BANCROFT (motor vessel)
Baltimore, Baltimore City
The motor vessel Bancroft is a glass-cabin launch built in 1925 by the City of Baltimore. She is a documented work vessel of five net tons, licensed to carry six or less passengers for hire in the coasting trade. She has a registered length of 28.7 feet, her beam is 8.6 feet, and her draft is 2.6 feet. This vessel strongly resembles older steam launches in hull form. The hull has a moderate sheer, a straight keel with some drag, a founded forefoot with nearly straight and upright stem rabbet, upright stern post, and thin modified elliptical transom of moderate overhang. Her mid-section is formed with short rise floor on round bilges, and she has upright topsides. The trunk cabin is long and high with large rectangular drop windows. The hull is constructed of fir planking, copper sheathed, with oak frames. All repairs have been made in the original style. The vessel is gas-screw driven and was originally powered with a Palmer 2-cylinder reciprocating engine, which was replaced with a Chris-Craft 6-cylinder L-head engine in 1956.

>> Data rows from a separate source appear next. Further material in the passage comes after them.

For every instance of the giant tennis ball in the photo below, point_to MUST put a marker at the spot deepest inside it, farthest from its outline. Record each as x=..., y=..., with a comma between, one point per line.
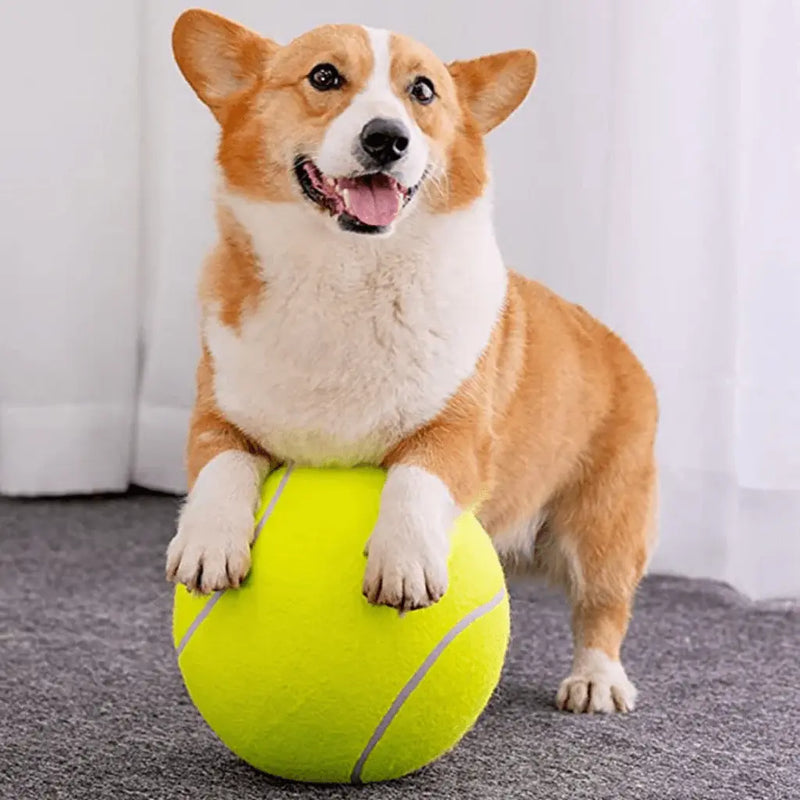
x=301, y=677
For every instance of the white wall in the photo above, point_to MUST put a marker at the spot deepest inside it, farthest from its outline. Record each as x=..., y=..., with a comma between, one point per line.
x=653, y=176
x=69, y=205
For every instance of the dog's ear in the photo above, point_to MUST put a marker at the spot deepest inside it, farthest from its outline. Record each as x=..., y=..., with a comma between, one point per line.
x=218, y=57
x=491, y=87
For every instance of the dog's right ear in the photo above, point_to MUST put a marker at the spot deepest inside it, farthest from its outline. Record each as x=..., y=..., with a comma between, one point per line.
x=218, y=57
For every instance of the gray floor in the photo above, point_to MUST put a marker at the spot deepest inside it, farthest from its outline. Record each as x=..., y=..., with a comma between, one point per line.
x=92, y=706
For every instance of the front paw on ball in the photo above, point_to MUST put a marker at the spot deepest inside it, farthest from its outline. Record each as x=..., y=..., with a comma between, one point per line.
x=404, y=581
x=208, y=557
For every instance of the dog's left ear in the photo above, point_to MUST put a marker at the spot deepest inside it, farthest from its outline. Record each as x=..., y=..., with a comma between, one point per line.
x=493, y=86
x=218, y=57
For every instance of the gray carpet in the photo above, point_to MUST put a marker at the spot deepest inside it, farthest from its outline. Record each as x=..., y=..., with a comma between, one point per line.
x=92, y=705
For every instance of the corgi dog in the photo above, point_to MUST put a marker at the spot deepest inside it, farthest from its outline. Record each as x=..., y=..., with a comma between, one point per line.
x=356, y=310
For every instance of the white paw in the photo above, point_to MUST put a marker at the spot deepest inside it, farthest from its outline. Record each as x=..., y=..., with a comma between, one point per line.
x=211, y=550
x=406, y=569
x=597, y=684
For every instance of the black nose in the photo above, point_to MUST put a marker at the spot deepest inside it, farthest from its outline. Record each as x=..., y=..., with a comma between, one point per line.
x=384, y=140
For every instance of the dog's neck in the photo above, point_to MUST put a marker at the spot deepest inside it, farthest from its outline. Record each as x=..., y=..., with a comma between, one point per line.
x=357, y=341
x=287, y=240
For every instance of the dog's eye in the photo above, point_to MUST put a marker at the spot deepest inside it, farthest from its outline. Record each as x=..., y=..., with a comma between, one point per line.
x=422, y=90
x=325, y=77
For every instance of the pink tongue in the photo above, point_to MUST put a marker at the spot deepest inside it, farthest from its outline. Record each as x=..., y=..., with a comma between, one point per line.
x=373, y=200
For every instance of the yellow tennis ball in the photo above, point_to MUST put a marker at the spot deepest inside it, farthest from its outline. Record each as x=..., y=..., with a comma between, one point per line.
x=302, y=678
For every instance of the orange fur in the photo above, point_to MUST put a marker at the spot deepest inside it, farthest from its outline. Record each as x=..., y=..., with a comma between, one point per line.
x=557, y=423
x=559, y=418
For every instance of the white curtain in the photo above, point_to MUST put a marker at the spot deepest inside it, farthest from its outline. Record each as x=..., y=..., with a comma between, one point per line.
x=653, y=176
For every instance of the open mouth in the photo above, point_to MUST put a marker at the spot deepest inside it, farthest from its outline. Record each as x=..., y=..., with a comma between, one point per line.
x=362, y=204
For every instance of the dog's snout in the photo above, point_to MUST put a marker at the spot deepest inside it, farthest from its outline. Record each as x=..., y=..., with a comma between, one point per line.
x=384, y=140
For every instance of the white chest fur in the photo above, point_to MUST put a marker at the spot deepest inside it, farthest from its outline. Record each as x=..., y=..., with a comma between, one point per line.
x=358, y=340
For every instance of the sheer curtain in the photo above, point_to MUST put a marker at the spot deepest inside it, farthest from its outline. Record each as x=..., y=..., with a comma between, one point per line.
x=652, y=176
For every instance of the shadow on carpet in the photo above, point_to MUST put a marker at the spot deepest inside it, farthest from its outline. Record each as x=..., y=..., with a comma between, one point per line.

The motor vessel Bancroft was built by Baltimore City’s Bureau of Harbors under the supervision of Bancroft Hall, Harbor Engineer. From the 1890s through the 1940s vessels of her design were used as water taxis, crew boats, light freight handlers, pilot boats, delivery craft for ship handlers, etc. They were prevalent in servicing commercial vessels until after World War II, when boats with planing hulls, larger engines, and faster speeds replaced them. The Bancroft, once of many, is today one of only a few examples of this type on the East Coast. The Bancroft was used continually for pier inspection by the City of Baltimore Harbor Engineer until 1966, when the Baltimore Harbor Bureau was merged into the Maryland Port Authority. Subsequently she was auctioned as surplus property and privately purchased. She is presently licensed to carry six or fewer passengers in the coasting trade.